Question one File Transfers: One way fast, other way slow

S

Shawn Dowler

I have 2 machines both running Win2000 Pro. I recently installed a
broadband router/network switch.

Machine A: P4 2.8 GHz, 3Com 100BaseT
Machine B: P3 500 MHz, D-Link 100BaseT

All transfers to Machine A are fast (~20 seconds for 75 Meg file), all
transfers to machine B are slow (throughput near 30k/sec. Explorer
estimates 20-40 minutes for same file going from A to B. I can stram a
movie clip from Machine B to A, but not the other way around, etc.

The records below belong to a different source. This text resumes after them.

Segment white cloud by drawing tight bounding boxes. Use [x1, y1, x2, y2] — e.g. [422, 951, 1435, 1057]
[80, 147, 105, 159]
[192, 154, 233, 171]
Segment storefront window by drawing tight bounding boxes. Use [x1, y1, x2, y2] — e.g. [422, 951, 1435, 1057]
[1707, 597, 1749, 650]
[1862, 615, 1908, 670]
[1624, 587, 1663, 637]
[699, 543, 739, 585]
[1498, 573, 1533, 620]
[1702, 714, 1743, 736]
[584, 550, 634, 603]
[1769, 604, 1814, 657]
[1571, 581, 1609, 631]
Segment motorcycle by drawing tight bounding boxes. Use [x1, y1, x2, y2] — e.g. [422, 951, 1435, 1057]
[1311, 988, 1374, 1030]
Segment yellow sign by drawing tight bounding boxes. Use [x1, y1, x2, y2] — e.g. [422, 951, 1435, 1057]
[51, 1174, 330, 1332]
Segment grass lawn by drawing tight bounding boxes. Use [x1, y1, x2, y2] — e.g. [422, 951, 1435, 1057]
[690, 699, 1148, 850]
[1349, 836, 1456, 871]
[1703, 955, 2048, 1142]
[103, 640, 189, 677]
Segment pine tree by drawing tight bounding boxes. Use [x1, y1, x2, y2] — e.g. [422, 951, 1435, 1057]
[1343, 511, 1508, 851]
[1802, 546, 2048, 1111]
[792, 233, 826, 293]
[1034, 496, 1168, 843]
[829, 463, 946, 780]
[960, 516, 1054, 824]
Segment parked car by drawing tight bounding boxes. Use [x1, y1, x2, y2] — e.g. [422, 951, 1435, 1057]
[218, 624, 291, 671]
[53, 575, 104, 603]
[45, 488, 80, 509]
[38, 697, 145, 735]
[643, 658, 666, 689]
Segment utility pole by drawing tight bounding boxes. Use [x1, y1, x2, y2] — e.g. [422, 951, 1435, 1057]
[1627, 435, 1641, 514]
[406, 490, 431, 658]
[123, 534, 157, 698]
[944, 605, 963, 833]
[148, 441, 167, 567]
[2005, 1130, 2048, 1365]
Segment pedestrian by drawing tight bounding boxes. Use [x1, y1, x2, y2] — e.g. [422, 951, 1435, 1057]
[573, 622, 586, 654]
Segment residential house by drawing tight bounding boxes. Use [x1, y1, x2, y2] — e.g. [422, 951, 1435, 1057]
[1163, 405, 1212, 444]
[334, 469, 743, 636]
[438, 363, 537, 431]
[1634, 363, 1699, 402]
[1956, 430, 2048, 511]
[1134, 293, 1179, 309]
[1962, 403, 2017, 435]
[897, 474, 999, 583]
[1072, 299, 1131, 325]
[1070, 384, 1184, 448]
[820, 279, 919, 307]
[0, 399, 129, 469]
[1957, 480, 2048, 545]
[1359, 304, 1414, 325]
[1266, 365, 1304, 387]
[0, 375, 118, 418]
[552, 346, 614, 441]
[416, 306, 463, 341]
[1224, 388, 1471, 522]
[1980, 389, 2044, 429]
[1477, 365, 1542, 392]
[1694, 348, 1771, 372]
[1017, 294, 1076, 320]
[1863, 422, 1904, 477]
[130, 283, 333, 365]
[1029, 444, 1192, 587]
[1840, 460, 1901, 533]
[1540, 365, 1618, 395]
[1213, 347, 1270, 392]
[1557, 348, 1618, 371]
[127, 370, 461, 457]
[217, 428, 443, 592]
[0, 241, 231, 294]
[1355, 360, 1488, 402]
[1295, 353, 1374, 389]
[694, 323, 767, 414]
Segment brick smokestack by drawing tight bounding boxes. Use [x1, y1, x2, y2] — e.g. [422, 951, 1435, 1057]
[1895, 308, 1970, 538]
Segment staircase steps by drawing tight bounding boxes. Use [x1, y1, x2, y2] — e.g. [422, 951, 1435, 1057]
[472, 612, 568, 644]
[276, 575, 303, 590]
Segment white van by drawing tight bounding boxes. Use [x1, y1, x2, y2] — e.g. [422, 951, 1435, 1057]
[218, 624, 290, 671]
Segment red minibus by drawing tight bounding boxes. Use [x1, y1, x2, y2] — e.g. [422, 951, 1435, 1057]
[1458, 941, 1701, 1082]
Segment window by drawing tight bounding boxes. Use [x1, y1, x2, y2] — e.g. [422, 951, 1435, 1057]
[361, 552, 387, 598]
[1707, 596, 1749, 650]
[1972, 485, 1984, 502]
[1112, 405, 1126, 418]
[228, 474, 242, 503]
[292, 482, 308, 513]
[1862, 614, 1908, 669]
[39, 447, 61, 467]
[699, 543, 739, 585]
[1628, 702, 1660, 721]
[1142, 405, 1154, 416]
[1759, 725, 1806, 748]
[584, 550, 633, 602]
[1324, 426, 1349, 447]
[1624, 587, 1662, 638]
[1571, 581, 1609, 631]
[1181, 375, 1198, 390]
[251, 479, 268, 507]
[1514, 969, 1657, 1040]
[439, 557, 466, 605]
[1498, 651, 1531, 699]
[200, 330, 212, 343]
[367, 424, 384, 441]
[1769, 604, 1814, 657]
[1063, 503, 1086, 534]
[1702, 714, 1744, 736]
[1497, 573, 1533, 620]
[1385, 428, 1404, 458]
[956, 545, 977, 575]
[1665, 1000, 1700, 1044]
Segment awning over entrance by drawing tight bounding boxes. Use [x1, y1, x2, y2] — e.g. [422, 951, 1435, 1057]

I have spent hours looking up fixes and have, as yet found nothing that
helps. I'm using TCP/IP without NetBEUI seperately installed. I
haven't tested switching both to IPX for testing. The problem has to be
in a setting somewhere, I'd think on the Machine A. I've been using
Machine A for a few months whereast Machine B I recently wiped clean and
installed Win2000.

I am getting desperate... this is not a wonderful situation.

Thanks,
mailman0
 
P

Pegasus \(MVP\)

Shawn Dowler said:
I have 2 machines both running Win2000 Pro. I recently installed a
broadband router/network switch.

Machine A: P4 2.8 GHz, 3Com 100BaseT
Machine B: P3 500 MHz, D-Link 100BaseT

All transfers to Machine A are fast (~20 seconds for 75 Meg file), all
transfers to machine B are slow (throughput near 30k/sec. Explorer
estimates 20-40 minutes for same file going from A to B. I can stram a
movie clip from Machine B to A, but not the other way around, etc.

I have spent hours looking up fixes and have, as yet found nothing that
helps. I'm using TCP/IP without NetBEUI seperately installed. I
haven't tested switching both to IPX for testing. The problem has to be
in a setting somewhere, I'd think on the Machine A. I've been using
Machine A for a few months whereast Machine B I recently wiped clean and
installed Win2000.

I am getting desperate... this is not a wonderful situation.

Thanks,
mailman0

I don't think this is a software problem; it sounds more
like a hardware problem, e.g.
- bad network adapter
- bad cabling
- bad hub/switch

I would start off by reducing the transmission speed
on both machines to 10 MBits/s half duplex. See if
this gets you a transfer time of 200 seconds for your
75 MByte file.

To accelerate the test, type this from a Command Prompt:

debug c:\1M.bin {Enter}
rbx {Enter}
10 {Enter}
w {Enter}
q {Enter}

This will generate a file of about 1 MByte in size. Copying
it from A to be should take about 2 seconds, which cuts
down enormously on the wait time!
 
S

Shawn Dowler

Pegasus said:
I don't think this is a software problem; it sounds more
like a hardware problem, e.g.
- bad network adapter
- bad cabling
- bad hub/switch

I would start off by reducing the transmission speed
on both machines to 10 MBits/s half duplex. See if
this gets you a transfer time of 200 seconds for your
75 MByte file.

To accelerate the test, type this from a Command Prompt:

debug c:\1M.bin {Enter}
rbx {Enter}
10 {Enter}
w {Enter}
q {Enter}

This will generate a file of about 1 MByte in size. Copying
it from A to be should take about 2 seconds, which cuts
down enormously on the wait time!

Thank you, it turned out that the problem lay with Machine B being set
at full duplex. I ended up setting it to half duplex at 100 Mbit and
everything works great. I was able to transfer the 20 gigs I wanted to
in about an hour.

One other question though... will setting the card for half duplex make
a big difference in transfer speed over full duplex, or is the diffrence
negligible/rarely noticable?

Again, thank you for your help!
 
P

Pegasus \(MVP\)

Shawn Dowler said:
Thank you, it turned out that the problem lay with Machine B being set
at full duplex. I ended up setting it to half duplex at 100 Mbit and
everything works great. I was able to transfer the 20 gigs I wanted to
in about an hour.

One other question though... will setting the card for half duplex make
a big difference in transfer speed over full duplex, or is the diffrence
negligible/rarely noticable?

Again, thank you for your help!

"Duplex" means that the card can send and receive packets
at the same time. I have noticed with certain database
applications that they perform very poorly with "duplex",
for reasons I do not understand. I recommend you run
your own tests to get an answer to your question.